Climate Weak: Scot Gov claim to be world leader is becoming absurd
This week the Scottish Government is running a five-day "Climate Week", no doubt celebratory in tone, but there are three key areas where their claims of being a “world leader in climate change” are becoming absurd.
- No net-zero target has been set –The government is only offering to reduce emissions by 90% by 2050, but 100% effort is needed for Scotland to retain its position as a world leader on tackling climate change.
- Transport emissions are rising year-on-year –Transport Scotland statistics show the number of journeys made by car has increased by 7.2% from 2012-2017 while bus passengers have fallen by 9.5% and cycle journeys by 6.5% over the same period.
- Warm homes need a boost – The latest figures suggest only around 5% of homes are heated by renewable sources. The government had a target to “eradicate fuel poverty” by November 2016 and failed to meet this. Around 649,000 homes are in fuel poverty (26.5% of all homes).
Climate week is turning into the government’s yearly boast of the few things they’re doing to tackle climate change while trying to hide the areas where they are climate weak. There is mounting scientific evidence, including leaks from the IPCC’s upcoming global climate targets report, that unless decisive action is taken now we will see dangerous levels of warming by the 2040s. As a result, Scotland risks falling behind many countries, including Sweden, Iceland and New Zealand, who have committed to net-zero targets by 2050 at the latest.

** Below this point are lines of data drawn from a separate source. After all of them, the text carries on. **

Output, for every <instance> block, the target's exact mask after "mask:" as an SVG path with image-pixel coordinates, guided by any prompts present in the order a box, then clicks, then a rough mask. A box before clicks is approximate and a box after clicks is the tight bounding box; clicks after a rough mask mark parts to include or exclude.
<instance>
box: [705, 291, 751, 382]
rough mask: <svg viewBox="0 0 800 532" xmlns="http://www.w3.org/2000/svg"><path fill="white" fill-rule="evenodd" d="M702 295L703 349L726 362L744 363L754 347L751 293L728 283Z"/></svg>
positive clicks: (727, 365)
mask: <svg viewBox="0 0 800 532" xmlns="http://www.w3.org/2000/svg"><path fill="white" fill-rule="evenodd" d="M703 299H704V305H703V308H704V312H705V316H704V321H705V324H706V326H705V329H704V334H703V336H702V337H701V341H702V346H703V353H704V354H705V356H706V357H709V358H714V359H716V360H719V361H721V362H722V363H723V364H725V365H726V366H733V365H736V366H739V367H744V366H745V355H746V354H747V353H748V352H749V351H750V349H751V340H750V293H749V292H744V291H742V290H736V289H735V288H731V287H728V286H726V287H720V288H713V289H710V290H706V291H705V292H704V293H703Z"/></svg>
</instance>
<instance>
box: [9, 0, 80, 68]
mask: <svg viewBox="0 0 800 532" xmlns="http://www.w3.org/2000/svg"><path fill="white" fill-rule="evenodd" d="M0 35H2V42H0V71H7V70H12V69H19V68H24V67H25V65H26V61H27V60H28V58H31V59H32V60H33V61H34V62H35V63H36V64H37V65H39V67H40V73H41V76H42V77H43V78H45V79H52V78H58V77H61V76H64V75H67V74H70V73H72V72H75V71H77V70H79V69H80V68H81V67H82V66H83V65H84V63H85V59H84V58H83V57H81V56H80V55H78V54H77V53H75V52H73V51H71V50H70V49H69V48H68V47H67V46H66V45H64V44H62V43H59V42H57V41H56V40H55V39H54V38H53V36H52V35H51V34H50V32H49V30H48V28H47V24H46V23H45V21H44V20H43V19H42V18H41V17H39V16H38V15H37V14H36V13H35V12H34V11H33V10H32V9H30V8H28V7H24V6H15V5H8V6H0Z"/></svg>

Sales of electric vehicle sales in Scotland are now also behind the UK and emissions-heavy car journeys are rising, while low carbon transport options are experiencing a decline. The Scottish Government has an unambitious target for 10% of everyday journeys to be made by bike in 2020, but so far it sits at 3%.
In order to meet Scotland’s climate change targets we need the heating in more of our homes to come from renewable sources. We also need to urgently increase the energy efficiency of homes, with better insulation and fittings installed to keep them warmer with less energy. A mere 5% of homes are heated by renewable sources and that just won’t do.